Which songs help you get through the day?
That depends on the day, but all from a soul-inspired background. I love the playlist Soul ‘n’ the City on Spotify, which gets updated weekly. This week I am really feeling Allen Stone’s song, Coming Home.
What are your thoughts on the current state of the footwear market?
After essentially three years of unexpected life changes because of the pandemic, consumers are now dealing with rising prices and tight budgets, and this is impacting consumer behaviour, causing it to be a challenging market.
More than ever, consumers are looking for a brand they can rely on, making brand loyalty a key element going forward.

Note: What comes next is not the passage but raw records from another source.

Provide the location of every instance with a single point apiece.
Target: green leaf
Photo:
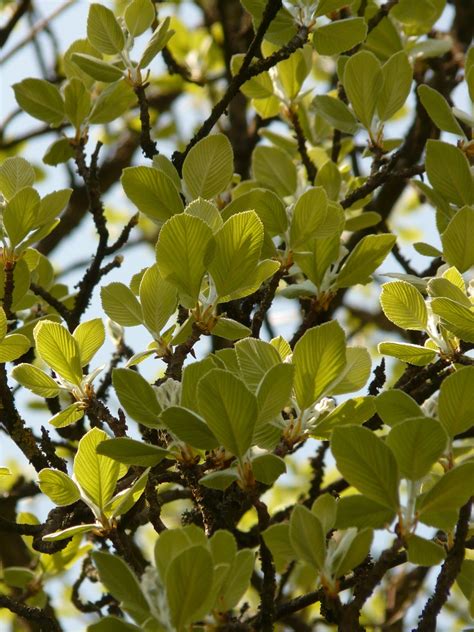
(57, 347)
(137, 397)
(363, 82)
(119, 580)
(407, 352)
(237, 580)
(188, 583)
(356, 372)
(58, 151)
(96, 68)
(90, 336)
(455, 402)
(367, 464)
(267, 468)
(96, 474)
(455, 317)
(189, 427)
(255, 358)
(103, 30)
(394, 406)
(77, 102)
(13, 347)
(336, 113)
(366, 257)
(15, 174)
(152, 192)
(307, 537)
(20, 214)
(354, 411)
(312, 218)
(112, 624)
(451, 491)
(121, 305)
(132, 452)
(449, 173)
(424, 552)
(230, 329)
(319, 357)
(238, 247)
(403, 304)
(266, 204)
(157, 42)
(417, 445)
(207, 211)
(112, 102)
(40, 99)
(67, 416)
(158, 299)
(359, 511)
(339, 36)
(58, 487)
(277, 539)
(220, 480)
(273, 392)
(229, 408)
(351, 550)
(182, 252)
(209, 166)
(139, 15)
(457, 247)
(35, 380)
(274, 169)
(397, 76)
(439, 110)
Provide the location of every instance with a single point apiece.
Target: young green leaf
(103, 30)
(96, 474)
(229, 408)
(36, 380)
(182, 252)
(456, 403)
(438, 110)
(417, 444)
(15, 174)
(397, 77)
(449, 173)
(366, 257)
(137, 397)
(139, 16)
(367, 464)
(121, 305)
(208, 168)
(339, 36)
(404, 305)
(319, 357)
(57, 347)
(306, 537)
(238, 247)
(58, 487)
(90, 336)
(363, 81)
(152, 192)
(41, 99)
(407, 352)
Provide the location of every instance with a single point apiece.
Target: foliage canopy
(196, 467)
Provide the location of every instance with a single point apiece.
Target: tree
(161, 443)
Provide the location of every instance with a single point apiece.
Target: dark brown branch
(30, 614)
(148, 145)
(448, 573)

This also offers opportunities where we chose to continue to invest in marketing, and making sure we are offering the right product at the right time. That, combined with our test-and-react strategy, where we are able to design and produce test cases [small batches of new designs] on a very short notice [with a lead time of a few days] in the [Steve Madden-owned] New York factory, gives us a head start on our competition. [If the small batch of products receive positive feedback from customers, the designs will be mass produced in larger Steve Madden factories in Mexico and Brazil.]
This has resulted in us currently having some of the most successful selling product within the EU fashion footwear market.
What one piece of advice would you give your younger self?
I thought about this question, and I would say: none. My younger self should make all the choices she did: the good and the bad, experience highs and lows learn, and get out stronger.